Improving Chain-of-Thought Efficiency for Autoregressive Image Generation
Zeqi Gu, Markos Georgopoulos, Xiaoliang Dai, Marjan Ghazvininejad, Chu Wang, Felix Juefei-Xu, Kunpeng Li, Yujun Shi, Zecheng He, Zijian He, Jiawei Zhou, Abe Davis, Jialiang Wang
TL;DR
This work tackles the inefficiency of reasoning in chain-of-thought prompts used for autoregressive image generation by introducing ShortCoTI, a reinforcement learning framework that adaptively penalizes CoT length to reduce verbosity. Building on the T2I-R1 baseline, ShortCoTI combines a dynamic length penalty with multiple reward signals to maintain alignment and image quality while shortening the reasoning sequence by about $54\%$. Across GenEval and T2I-CompBench, ShortCoTI achieves equal or improved image fidelity and alignment metrics, reduces inference time, and preserves aesthetics, demonstrating that concise CoT can enhance efficiency without compromising visual output.
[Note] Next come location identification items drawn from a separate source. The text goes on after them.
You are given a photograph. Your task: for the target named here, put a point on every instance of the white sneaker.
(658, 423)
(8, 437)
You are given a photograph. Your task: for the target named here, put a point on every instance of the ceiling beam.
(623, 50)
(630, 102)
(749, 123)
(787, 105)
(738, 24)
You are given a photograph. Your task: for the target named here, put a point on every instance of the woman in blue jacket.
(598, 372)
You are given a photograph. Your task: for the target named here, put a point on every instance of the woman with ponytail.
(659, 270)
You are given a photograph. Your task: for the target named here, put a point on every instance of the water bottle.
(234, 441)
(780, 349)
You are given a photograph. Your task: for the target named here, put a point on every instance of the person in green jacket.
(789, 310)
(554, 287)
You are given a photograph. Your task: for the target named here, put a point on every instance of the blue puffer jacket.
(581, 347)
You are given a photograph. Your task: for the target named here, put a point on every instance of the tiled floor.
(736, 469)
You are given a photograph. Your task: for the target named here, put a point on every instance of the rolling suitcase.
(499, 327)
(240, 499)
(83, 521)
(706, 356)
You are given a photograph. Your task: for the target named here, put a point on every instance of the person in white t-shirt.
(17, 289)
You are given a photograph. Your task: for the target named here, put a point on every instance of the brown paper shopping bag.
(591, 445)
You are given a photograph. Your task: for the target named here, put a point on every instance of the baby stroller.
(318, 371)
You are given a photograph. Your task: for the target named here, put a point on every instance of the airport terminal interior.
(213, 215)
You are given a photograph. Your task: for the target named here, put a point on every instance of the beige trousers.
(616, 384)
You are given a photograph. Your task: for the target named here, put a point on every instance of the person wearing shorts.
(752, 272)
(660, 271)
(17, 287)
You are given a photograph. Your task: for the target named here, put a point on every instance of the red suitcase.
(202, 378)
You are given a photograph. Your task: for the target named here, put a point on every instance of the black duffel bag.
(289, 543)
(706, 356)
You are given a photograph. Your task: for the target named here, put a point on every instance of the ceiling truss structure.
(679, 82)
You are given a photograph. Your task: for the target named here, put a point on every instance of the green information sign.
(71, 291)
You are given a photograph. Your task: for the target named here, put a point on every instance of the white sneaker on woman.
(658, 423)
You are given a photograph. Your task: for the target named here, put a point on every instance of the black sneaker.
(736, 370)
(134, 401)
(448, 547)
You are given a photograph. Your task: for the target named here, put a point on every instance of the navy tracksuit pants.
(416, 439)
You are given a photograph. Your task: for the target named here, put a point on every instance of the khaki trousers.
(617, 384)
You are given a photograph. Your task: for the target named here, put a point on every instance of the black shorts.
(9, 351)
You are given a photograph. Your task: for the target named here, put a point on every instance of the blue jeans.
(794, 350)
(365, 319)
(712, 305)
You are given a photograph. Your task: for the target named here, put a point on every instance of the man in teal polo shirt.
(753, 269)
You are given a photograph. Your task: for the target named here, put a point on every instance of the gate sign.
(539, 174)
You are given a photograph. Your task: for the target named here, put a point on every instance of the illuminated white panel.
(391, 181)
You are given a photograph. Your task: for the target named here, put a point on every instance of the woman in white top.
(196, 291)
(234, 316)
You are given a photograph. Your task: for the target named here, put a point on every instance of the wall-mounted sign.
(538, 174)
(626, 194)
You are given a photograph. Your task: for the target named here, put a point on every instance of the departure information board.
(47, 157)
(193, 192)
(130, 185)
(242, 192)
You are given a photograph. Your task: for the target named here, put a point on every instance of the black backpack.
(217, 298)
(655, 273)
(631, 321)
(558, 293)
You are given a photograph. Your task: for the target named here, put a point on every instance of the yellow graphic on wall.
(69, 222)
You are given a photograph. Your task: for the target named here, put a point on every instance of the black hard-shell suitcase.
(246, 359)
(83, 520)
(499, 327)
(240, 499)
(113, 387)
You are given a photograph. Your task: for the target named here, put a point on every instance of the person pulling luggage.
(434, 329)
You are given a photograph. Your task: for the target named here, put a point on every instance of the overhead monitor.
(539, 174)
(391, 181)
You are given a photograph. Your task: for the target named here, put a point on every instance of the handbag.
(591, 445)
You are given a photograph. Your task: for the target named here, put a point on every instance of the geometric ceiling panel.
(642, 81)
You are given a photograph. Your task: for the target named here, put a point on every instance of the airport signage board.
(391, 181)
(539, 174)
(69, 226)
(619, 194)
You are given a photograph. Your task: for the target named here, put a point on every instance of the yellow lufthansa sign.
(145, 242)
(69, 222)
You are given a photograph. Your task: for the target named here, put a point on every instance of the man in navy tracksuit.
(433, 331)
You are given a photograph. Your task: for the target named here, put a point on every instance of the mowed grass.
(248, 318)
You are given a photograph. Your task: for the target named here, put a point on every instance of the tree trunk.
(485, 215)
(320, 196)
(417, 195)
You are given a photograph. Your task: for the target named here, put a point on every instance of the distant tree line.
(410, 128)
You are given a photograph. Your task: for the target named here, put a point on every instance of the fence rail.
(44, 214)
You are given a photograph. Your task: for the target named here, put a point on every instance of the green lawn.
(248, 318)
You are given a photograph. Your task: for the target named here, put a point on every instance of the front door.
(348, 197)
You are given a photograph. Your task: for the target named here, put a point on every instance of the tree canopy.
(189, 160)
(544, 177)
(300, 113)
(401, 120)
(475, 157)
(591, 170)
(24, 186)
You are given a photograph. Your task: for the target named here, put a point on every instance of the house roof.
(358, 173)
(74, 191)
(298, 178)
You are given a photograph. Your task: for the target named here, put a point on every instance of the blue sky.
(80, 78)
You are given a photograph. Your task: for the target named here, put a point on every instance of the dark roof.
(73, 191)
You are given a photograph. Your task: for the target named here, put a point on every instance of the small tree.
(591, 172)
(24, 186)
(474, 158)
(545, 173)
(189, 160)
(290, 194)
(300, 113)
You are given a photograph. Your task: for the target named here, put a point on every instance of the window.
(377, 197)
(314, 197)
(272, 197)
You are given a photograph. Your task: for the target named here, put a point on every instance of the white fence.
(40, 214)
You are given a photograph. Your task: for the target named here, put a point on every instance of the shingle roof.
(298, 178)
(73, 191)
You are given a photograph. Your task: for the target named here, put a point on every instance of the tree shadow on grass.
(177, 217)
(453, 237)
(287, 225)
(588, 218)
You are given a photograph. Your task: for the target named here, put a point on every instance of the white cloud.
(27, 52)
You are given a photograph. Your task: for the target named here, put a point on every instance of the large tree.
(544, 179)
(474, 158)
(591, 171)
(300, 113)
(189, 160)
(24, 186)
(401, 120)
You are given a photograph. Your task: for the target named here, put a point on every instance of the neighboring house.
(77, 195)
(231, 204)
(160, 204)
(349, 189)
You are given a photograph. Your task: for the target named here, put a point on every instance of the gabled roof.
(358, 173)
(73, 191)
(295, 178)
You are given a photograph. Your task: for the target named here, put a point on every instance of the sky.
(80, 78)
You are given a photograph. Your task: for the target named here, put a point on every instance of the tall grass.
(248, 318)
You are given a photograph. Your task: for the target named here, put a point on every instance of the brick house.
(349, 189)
The study also analyzes prompting templates, CoT necessity, and seed variability, highlighting practical considerations for deploying CoT-efficient multimodal generation in real-world settings.
Abstract
Autoregressive multimodal large language models have recently gained popularity for image generation, driven by advances in foundation models. To enhance alignment and detail, newer approaches employ chain-of-thought (CoT) reasoning, expanding user inputs into elaborated prompts prior to image synthesis. However, this strategy can introduce unnecessary redundancy -- a phenomenon we call visual overthinking -- which increases computational costs and can introduce details that contradict the original prompt. In this work, we explore how to generate more concise CoT sequences for more efficient image generation. We introduce ShortCoTI, a lightweight optimization framework that encourages more concise CoT while preserving output image quality. ShortCoTI rewards more concise prompts with an adaptive function that scales according to an estimated difficulty for each task. Incorporating this reward into a reinforcement learning paradigm reduces prompt reasoning length by 54% while maintaining or slightly improving quality metrics across multiple benchmarks (T2I-CompBench, GenEval). Qualitative analysis shows that our method eliminates verbose explanations and repetitive refinements, producing reasoning prompts that are both concise and semantically rich. As a result, ShortCoTI improves computational efficiency without compromising the fidelity or visual appeal of generated images.